Ondertussen bij de Verwallsee.... Inderdaad. Momenteel verblijf ik in een afbeelding van een toekomstige legpuzzel.
Ik fietste het mooiste rondje dat ik ooit gefietst heb. Het heet de Sella Ronda of Ronda Sella het is net aan wie je het vraagt. Het is een rondje van ongeveer 55 km en je fietst 4 bergen op (en af). De passo Campolongo, de passo Pordoi, de passo Sella en de passo Gardena. Alleen al vanwege de namen wil ik hier blijven wonen, want zeg nu zelf: wat klinkt beter: de Keutenberg of de passo Pordoi? Is er uberhaubt iemand die hier over zou twijfelen?

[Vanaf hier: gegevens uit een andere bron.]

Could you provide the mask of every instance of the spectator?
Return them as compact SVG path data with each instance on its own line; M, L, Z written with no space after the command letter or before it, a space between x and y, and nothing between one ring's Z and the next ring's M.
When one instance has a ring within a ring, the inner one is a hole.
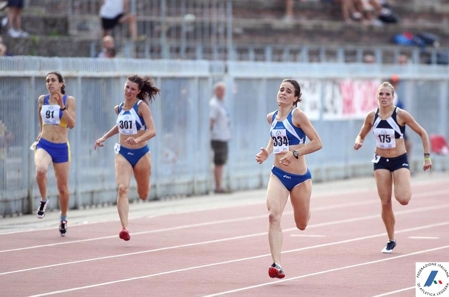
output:
M0 120L0 189L6 189L6 159L11 140L11 131Z
M7 25L8 34L12 38L28 37L22 30L22 9L24 0L8 0Z
M408 56L407 55L405 55L405 54L400 54L399 56L398 56L398 64L400 64L400 65L406 65L406 64L408 64L409 63L409 60L408 60ZM395 87L396 88L396 87Z
M114 37L106 35L102 39L102 50L98 53L98 58L114 58L116 55Z
M214 151L215 193L226 193L223 188L223 166L228 160L228 142L231 139L231 120L224 104L226 85L214 86L215 96L209 102L211 146Z
M363 63L374 64L375 62L376 62L376 57L374 57L374 55L372 55L372 54L365 54L363 56Z
M137 20L129 11L129 0L103 0L100 17L103 37L111 35L111 30L118 24L128 23L131 38L137 40Z
M293 21L293 0L285 0L285 15L284 22Z
M7 56L7 51L8 51L8 48L3 43L3 39L0 36L0 57Z

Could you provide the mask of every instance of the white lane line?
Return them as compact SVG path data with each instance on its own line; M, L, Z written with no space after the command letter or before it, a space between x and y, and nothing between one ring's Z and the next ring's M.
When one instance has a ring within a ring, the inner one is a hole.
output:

Maar goed. Drie van de vier bergen liggen boven de 2000 meter. Wat maakt dat nou uit? Nou dat maakt wat uit. Ten eerste omdat het iets mythisch heeft. Boven de 2000 meter ben je wel echt een heel serieuze berg. Ten tweede omdat het iets doet met de temperatuur. Boven was het 8 graden, beneden 25. En dat doet wel iets met je lijf. Ten derde doet het iets met de zuurstof in de lucht, wat ook weer effect heeft op je lijf. Kortom: Het ging bepaald niet vanzelf. Ik ademde alsof ik na jaren stilzitten ineens een rondje ging hardlopen. Ik mopperde op mijn conditie (want het is nooit goed genoeg). Ik keek naar mijn fietscomputer ( hartslag, snelheid, stijgingspercentage, afstand, tijd, cadans, de meetbaarheid van alles behalve van beleving). Ik besloot het los te laten, het is een meetinstrument, geen wensput en ik zou er nooit zien wat ik hoopte). Ik keek naar de bergen en een gevoel van ontroering viel over me heen. Dat ik in staat was om daar te fietsen, de hele tijd kijkend naar zoiets moois en indrukwekkends als die rotsformaties. Dat ik er was, precies waar ik zo graag wilde zijn. Op eigen kracht, op mijn fiets, onderweg, onderdeel van alles. Toen ik weer in het dorpje was at ik brandnetel en lavendel ijs, wat ontzettend veel lekkerder is dan het klinkt, keek ik uit over een rivier en ging ik te laat naar bed. Midden in de nacht werd ik wakker met hartkloppingen en het gevoel alsof ik koorts had. De volgende ochtend was ik verkouden. Cadeautje van de passo’s. Bovenop de colle st. Lucia is een uitkijkpunt en kijk je het dal in. Het ziet eruit als een enigszins chaotisch Marklin tafereel. Overal om me heen zijn bergen. Dus afwisselend ben ik heel klein en is de wereld beneden me heel klein. De bergen ontroeren me want ze zijn afwisselend intimiderend in hun grootsheid en onherbergzaamheid en kwetsbaar door het toerisme dat eromheen geproduceerd wordt en de aanslagen die er door menselijk handelen op hen gepleegd worden. Ik ben me bewust van de kromheid van mijn taalgebruik, ik weet alleen nu even niet hoe ik me beter uit kan drukken.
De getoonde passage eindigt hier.